Bird watching is fantastic all year round but is at its peak between November and April when migrant species are present. Even when considered the rainy season, April and May are great times to include birding on one of our Uganda gorilla trekking tours. The views are stunning, and it rains mainly in the afternoon for 1 hr and not tempering with activities.


A common question among travelers before considering gorilla safari is whether to trek gorillas in Uganda or Rwanda. Both countries offer excellent trekking experiences, but since we offer custom Uganda gorilla trekking tours, our consultants will usually give you all the pros and cons for either country and let you weigh what works for you.

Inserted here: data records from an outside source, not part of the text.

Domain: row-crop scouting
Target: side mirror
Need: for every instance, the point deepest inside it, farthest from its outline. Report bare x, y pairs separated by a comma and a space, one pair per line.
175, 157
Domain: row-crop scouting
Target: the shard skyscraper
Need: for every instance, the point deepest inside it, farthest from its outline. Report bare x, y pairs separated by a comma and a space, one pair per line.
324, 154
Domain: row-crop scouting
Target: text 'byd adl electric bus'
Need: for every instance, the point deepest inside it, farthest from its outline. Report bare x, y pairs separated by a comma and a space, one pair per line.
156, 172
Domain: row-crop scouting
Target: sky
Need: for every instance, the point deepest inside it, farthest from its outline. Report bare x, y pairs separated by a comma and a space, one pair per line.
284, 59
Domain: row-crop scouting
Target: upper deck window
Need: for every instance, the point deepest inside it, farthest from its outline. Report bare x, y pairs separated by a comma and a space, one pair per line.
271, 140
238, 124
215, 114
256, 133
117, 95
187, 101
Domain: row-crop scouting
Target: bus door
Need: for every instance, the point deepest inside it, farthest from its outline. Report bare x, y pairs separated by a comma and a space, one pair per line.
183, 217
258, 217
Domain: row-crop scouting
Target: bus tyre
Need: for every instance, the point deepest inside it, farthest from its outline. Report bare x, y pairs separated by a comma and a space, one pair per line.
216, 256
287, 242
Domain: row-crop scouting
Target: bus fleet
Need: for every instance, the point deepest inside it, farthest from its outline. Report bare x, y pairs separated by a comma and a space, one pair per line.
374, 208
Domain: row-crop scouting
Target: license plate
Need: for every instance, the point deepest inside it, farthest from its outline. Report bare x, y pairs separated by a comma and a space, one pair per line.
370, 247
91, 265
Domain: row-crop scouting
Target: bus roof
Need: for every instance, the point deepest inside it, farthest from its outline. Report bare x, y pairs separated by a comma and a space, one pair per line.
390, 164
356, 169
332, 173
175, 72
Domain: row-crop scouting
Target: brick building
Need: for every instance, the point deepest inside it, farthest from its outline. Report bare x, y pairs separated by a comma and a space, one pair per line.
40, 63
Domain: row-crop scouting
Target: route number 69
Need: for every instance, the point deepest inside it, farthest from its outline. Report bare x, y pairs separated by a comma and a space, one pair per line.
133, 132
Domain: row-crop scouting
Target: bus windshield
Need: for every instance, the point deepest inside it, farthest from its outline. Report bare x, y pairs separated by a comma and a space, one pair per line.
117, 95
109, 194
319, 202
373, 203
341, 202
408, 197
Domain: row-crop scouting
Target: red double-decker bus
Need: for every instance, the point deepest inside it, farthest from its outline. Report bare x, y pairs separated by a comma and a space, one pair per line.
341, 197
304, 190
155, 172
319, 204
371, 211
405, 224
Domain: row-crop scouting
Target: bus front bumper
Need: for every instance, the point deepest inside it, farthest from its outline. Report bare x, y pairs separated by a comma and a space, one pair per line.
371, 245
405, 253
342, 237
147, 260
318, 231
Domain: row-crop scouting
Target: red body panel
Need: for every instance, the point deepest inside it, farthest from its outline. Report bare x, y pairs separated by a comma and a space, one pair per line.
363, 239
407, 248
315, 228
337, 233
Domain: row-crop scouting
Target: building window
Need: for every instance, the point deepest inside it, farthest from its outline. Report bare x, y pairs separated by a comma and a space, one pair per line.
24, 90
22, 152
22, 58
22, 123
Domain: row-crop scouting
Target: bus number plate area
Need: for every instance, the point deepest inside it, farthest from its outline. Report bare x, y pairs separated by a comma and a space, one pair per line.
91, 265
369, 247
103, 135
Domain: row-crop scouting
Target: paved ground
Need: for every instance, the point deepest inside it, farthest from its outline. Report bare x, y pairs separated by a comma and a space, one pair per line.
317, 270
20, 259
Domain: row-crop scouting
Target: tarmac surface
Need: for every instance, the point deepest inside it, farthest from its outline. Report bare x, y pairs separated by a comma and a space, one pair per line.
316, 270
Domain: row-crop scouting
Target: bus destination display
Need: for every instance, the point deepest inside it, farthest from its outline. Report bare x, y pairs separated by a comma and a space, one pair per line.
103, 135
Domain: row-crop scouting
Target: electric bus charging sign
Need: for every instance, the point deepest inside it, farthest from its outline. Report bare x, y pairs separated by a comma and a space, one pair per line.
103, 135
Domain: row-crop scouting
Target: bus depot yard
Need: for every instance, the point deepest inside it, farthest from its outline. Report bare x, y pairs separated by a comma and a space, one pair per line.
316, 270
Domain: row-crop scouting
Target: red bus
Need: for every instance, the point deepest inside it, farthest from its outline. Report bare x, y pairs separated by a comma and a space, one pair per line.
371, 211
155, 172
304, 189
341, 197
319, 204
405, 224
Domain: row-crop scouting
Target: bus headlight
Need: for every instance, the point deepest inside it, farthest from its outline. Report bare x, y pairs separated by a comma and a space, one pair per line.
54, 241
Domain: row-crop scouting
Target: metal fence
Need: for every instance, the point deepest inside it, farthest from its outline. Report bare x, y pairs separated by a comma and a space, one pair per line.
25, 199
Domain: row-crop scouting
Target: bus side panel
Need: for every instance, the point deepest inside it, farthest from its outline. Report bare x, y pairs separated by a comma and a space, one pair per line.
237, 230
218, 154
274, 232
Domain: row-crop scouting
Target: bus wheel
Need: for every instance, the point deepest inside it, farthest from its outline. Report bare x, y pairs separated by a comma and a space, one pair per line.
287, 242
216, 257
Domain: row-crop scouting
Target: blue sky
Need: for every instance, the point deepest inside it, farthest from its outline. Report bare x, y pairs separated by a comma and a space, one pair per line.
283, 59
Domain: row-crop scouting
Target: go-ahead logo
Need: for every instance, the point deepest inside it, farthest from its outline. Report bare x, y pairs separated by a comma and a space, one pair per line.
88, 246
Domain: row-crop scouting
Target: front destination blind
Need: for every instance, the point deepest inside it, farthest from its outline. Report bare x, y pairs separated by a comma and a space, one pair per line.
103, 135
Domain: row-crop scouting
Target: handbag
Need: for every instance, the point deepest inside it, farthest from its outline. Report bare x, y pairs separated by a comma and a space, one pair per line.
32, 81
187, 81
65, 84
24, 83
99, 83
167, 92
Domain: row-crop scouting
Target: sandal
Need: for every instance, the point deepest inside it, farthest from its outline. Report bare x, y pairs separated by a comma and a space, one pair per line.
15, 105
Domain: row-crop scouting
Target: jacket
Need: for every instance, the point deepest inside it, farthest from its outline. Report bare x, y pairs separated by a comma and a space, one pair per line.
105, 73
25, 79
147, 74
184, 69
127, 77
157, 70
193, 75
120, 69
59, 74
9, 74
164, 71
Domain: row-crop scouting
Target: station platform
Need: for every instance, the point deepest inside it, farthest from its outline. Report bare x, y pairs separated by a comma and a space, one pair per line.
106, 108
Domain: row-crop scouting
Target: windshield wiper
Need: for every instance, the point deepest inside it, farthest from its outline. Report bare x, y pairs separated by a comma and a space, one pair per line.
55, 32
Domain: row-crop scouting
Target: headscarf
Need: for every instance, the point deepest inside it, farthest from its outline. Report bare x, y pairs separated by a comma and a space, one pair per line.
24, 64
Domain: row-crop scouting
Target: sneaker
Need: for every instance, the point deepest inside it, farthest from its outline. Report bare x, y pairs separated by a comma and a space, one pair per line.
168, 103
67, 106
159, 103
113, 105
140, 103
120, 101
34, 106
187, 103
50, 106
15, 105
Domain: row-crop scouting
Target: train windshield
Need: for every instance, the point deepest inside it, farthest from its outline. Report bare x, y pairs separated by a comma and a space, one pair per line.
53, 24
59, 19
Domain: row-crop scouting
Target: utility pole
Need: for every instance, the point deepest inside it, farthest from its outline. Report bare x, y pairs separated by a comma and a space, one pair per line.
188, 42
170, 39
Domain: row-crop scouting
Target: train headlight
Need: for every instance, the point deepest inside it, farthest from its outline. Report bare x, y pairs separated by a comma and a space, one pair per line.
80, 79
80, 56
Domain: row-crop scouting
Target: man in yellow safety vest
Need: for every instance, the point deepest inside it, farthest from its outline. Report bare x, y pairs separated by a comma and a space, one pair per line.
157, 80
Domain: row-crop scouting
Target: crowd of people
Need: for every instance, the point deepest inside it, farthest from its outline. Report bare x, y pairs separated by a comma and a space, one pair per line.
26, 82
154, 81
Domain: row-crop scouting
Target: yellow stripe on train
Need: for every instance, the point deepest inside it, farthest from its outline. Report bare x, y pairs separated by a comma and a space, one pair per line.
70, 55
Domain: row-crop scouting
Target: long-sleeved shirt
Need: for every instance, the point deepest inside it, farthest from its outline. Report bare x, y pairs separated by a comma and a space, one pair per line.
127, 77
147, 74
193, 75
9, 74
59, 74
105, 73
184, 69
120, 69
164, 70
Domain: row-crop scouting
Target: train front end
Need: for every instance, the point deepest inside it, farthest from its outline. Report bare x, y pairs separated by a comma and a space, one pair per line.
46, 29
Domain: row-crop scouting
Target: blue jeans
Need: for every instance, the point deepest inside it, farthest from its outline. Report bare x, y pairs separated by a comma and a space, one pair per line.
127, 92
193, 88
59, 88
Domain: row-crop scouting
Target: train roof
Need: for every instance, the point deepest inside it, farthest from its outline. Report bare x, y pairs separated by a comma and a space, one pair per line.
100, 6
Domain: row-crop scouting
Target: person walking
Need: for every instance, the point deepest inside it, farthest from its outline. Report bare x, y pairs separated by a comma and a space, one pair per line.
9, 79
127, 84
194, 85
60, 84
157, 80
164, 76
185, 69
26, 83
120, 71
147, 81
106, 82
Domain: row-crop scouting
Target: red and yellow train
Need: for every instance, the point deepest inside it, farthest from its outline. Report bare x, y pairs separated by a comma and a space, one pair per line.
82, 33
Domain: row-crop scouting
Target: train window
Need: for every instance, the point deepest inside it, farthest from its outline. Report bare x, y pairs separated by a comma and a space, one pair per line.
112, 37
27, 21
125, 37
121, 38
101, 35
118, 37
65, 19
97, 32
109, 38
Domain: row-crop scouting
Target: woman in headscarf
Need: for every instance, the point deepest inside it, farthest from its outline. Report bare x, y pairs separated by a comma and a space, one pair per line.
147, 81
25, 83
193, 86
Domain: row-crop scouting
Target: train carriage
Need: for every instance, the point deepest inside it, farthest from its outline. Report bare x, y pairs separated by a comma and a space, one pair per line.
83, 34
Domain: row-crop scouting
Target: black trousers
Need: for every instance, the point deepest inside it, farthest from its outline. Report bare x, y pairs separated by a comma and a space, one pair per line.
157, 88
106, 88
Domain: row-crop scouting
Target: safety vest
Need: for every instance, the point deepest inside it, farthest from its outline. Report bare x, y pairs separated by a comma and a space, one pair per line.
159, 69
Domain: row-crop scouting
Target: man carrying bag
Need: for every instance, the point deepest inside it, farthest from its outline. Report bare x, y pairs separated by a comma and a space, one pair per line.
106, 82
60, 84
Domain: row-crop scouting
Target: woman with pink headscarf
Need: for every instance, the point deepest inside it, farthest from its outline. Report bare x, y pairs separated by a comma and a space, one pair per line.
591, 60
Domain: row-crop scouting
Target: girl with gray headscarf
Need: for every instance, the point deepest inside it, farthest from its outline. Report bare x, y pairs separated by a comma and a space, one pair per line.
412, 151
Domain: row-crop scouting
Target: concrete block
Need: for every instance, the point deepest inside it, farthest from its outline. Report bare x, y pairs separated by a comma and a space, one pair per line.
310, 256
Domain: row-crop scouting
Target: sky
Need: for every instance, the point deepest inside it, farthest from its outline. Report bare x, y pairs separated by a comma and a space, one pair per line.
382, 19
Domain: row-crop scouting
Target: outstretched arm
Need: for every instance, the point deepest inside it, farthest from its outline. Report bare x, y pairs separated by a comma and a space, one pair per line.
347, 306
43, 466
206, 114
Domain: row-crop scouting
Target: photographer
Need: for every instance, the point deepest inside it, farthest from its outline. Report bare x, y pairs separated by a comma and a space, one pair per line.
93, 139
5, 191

But your choice comes down to a few options including, the terrain for physical fitness, driving distance from the airport, accommodation choices, permit pricing, and entry restrictions. Otherwise, the gorilla-watching experience is the same in both countries, and the chance of seeing the gorillas is the same.

Rwanda offers more upmarket travel options for gorilla safari accommodation.

The gorilla permit price in Rwanda is more than doubles that of Uganda at $1,500 per person.

With transfers, it’s a shorter distance from Kigali International airport to Volcanoes National Park, where tourists trek gorillas, about a 3-hour drive. It’s about a 10-hours drive through Uganda’s pristine southwestern highlands to make it to the gorillas. One can take a small flight from Entebbe to a small airstrip 3 hours outside the park, though!

On the other hand, Uganda offers a raw and challenging experience with more options to combine trekking with savannah game drives. Uganda also offers relatively more accommodation options for all markets, cheaper safari packages, more trekking trailheads, and more gorilla families habituated for tourism. There are more gorilla permits in Uganda than in Rwanda.